Para escribir sobre El tiempo escondido voy a fingir que es la primera novela que he leído de Joaquín M. Barrero y que lo he hecho por primera vez. De ese modo evitaré tener que hablar sobre lo malo de repetirse en todo lo que uno escribe, funcione o no.
Este autor, que empezó a publicar cuando tenía más de sesenta años, tiene dos cualidades tan positivas para mí que están por encima de cualquier otra consideración literaria. La primera tiene que ver con el barrio de la Arganzuela de Madrid, barrio en el que se crió Barrero. También en el que yo crecí. En El tiempo escondido es un personaje más, sobre todo la zona que va desde la plaza de Legazpi hasta el Paseo de Yeserías. El matadero municipal, por ejemplo, ahora centro cultural, en mi niñez era un parque más o menos apañado al que los jóvenes íbamos a darnos el lote. En la de Barrero era lo que su nombre indica, el edificio de la carne. Cuando yo era niña patearse la calle era un modo de divertirse, así que, como el autor, yo también conozco cada esquina de la Arganzuela. Leer una novela en la que los lugares descritos son como tu casa es al mismo tiempo extraño y reconfortante.
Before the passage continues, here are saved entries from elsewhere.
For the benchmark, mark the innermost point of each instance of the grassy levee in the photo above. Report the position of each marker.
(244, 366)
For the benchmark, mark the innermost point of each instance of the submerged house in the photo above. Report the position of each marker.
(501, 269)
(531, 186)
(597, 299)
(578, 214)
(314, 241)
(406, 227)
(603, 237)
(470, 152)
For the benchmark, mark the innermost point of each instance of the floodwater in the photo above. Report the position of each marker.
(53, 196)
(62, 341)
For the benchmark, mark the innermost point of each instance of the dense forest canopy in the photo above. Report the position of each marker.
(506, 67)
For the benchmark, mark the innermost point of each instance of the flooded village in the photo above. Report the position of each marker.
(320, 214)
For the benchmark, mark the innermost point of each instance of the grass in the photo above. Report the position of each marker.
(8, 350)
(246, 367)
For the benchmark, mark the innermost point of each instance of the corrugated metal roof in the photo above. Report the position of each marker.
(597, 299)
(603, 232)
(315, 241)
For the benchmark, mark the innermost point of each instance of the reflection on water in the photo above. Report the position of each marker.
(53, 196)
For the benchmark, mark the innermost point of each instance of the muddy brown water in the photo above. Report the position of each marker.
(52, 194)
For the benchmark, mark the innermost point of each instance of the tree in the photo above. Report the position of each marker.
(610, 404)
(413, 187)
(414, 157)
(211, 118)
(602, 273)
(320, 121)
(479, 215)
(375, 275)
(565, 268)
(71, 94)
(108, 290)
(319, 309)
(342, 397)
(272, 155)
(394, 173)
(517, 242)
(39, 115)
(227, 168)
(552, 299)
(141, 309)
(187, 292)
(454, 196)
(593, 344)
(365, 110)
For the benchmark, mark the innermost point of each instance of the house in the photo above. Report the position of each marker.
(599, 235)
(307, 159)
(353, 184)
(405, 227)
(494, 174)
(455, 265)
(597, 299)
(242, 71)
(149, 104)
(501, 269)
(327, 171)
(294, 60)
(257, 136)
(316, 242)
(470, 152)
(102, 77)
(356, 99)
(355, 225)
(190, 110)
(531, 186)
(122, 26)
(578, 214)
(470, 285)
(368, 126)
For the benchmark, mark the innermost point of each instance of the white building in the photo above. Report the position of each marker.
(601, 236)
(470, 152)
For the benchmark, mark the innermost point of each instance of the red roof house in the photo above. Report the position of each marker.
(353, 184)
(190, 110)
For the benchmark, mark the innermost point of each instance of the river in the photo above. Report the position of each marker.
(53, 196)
La segunda es la sobresaliente capacidad narrativa de Barrero. Cuenta historias de la guerra y de la posguerra utilizando un señuelo en forma de detective del siglo XX (que se llama Corazón) al que piden que investigue la aparición de dos esqueletos en una iglesia asturiana. Siempre me han gustado las historias de la guerra. Probablemente porque he oído pocas. Mi abuela materna contaba una de una gallina que ponía huevos de oro en su pueblo de cuya veracidad dudo. Mi abuela paterna se subía a los tejados de las casas de Madrid para ver cómo «peleaban» los aviones. Pero esto solo lo sé de oídas porque cuando yo nací ella ya había fallecido. El resto es mutismo. Supongo que porque duele recordar lo que otros rememoraban. Por segunda vez, las historias de Barrero me hacen sentir como en casa. Y se lo agradezco.
El resto de consideraciones las guardo para otras novelas.